Members of the National Art Honors Society are participating in the Memory Project, a project that binds the first and third worlds together through creative art.

Natalie Policky, Writer

Attempting to make a difference with their advanced art skills, Blue Valley Northwest Students involved with the National Art Honors Society are making a difference between first world and third world countries, called the Memory Project.

NAHS students participating in the Memory Project receive pictures of kids in foster homes or third world countries, create realistic portraits of them, and send them back to where they came from. This year, NAHS decided to create portraits of Malaysian orphans, due to the desperate need of portraits in Malaysia because of the massive numbers of orphans.

The Memory Project was first started at BVNW ten years ago. The sponsor of NAHS Chris LaValley said that she heard about the organization through emails being sent to her, and later saw it televised on the Today show, in addition to receiving mail about the company. Ever since the project started at Northwest, it has gained in popularity.

“The first year, we had maybe six or seven people that did [the Memory Project],” LaValley said. “And now we are up to between 15 and 20 kids.”

The purpose of the Memory Project is to bring the kids joy, hope and something that they might be able to appreciate, senior NAHS member John Chen said.

In order to send portraits back to where they came from, there are specifications taken into account for the project.
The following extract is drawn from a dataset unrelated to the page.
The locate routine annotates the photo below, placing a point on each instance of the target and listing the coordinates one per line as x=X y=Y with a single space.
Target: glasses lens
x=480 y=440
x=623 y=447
Firstly, the portrait has to be nine by 12 inches and cannot be hard or sturdy. LaValley clarifies with each student participating that they have to be comfortable with handling the responsibility of drawing realistic faces. When the portraits are complete, they go into a plastic sleeve, along with the original picture of the kid, a picture of the student who drew them and background information and notes that the student left for the kid. All plastic sleeves get put into a large envelope and are sent off. This year, in 2020, the projects will be sent around Mid-February and will be delivered in March. 

One of the special parts about the Memory Project is watching how devoted the NAHS students are to the project, according to LaValley.
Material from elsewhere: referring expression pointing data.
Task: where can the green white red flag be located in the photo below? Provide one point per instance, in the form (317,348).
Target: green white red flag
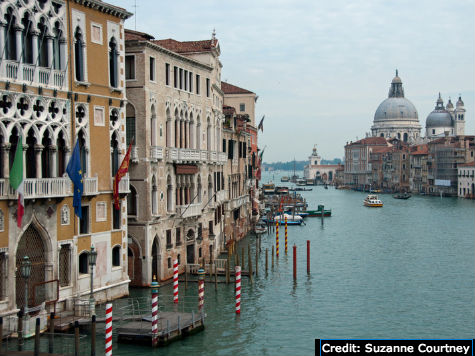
(16,180)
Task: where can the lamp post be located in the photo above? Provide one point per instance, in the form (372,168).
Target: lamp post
(92,263)
(25,271)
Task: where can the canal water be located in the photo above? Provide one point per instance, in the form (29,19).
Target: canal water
(402,271)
“I don’t think they would necessarily spend that much time on something that they weren’t going to keep for themselves to give to somebody else, because they know someone is going to be receiving it,” LaValley said. “So, they want to make sure they do a good job.”

Chen said that through the Memory project, it has helped him to appreciate the things that he has taken for granted and seeing the photo was a true form of happiness.

“I see such an innocent smile that is truly free of some other first world problems that we might have,” Chen said,  “and when I saw the photograph, I just felt really warm inside when I saw it.”

The other special part about the Memory Project is receiving the reaction video from the kids when they get their portraits, LaValley said. It makes everybody happy to see the kids’ faces light up when they call the kid’s’ names to pick up their portraits, LaValley said.

“When the kids watch the video, there are tears in their eyes because they are like, ‘Aw, it’s so cute. Look how they’re so excited,’” LaValley said. “You wouldn’t think that just getting a drawing of yourself would make you feel so intensely.”

The reaction video is expected to be sent to BVNW before the 2019-2020 school year comes to an end.

 “You see kids receiving the portraits [in the video], and it’s just always really cool because you can just see how excited they are and how much it means to them to get a portrait of themselves,” LaValley said.